La Cour d’appel, dans un arrêt du 19 mars 2026, statue sur la reconnaissance d’une maladie professionnelle au titre du tableau 98. Un salarié exerçant comme équipier de vente saisonnier sollicitait cette qualification pour une pathologie dorsale. La caisse primaire et le comité médical avaient émis des avis défavorables. La juridiction du fond avait pourtant retenu le lien direct avec le travail. La cour d’appel, saisie par la caisse, confirme le jugement et précise les conditions de la manutention habituelle de charges lourdes.

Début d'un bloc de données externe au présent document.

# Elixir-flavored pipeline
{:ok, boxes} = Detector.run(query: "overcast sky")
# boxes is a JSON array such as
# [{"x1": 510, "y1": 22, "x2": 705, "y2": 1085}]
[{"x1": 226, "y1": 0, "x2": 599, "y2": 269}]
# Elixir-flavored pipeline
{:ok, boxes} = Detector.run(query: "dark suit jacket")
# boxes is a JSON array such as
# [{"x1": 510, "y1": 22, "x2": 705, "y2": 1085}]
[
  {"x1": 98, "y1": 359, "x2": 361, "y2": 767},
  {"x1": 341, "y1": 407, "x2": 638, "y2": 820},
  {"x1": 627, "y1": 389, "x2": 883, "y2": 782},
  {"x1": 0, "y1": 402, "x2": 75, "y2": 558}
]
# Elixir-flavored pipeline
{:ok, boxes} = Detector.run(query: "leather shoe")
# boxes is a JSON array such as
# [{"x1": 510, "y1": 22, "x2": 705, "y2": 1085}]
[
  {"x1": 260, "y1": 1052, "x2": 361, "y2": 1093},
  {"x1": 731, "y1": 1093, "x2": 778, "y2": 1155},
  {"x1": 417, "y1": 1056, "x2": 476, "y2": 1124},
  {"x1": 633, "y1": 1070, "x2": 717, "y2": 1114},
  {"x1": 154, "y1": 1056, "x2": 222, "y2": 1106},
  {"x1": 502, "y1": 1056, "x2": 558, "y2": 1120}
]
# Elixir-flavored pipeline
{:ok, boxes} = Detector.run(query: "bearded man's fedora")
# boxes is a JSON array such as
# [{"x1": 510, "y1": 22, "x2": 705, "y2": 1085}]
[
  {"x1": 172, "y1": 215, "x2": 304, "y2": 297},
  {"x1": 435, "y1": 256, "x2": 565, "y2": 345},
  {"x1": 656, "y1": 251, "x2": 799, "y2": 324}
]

L’exigence d’une manutention habituelle de charges lourdes
La jurisprudence exige une caractérisation précise des tâches de manutention. Le tableau 98 conditionne la prise en charge à la manutention habituelle de charges lourdes. Les éléments produits doivent démontrer la fréquence et l’intensité de cette activité. Un simple relevé de tâches variées incluant de la manutention reste insuffisant. L’absence de précisions sur les tâches confiées ne permet pas de démontrer une manutention habituelle. (Cour d’appel, le 19 mars 2026, n°24/02427)
La portée de cette exigence est strictement interprétée par les juridictions. La manutention doit constituer le cœur de l’activité professionnelle et non une simple composante accessoire. Une activité ponctuelle de manutention de personnes, par exemple, ne satisfait pas à la condition d’habitude. La durée de l’exposition et la nature des charges manipulées sont déterminantes. Cette approche restrictive protège le système en évitant une extension inconsidérée des tableaux.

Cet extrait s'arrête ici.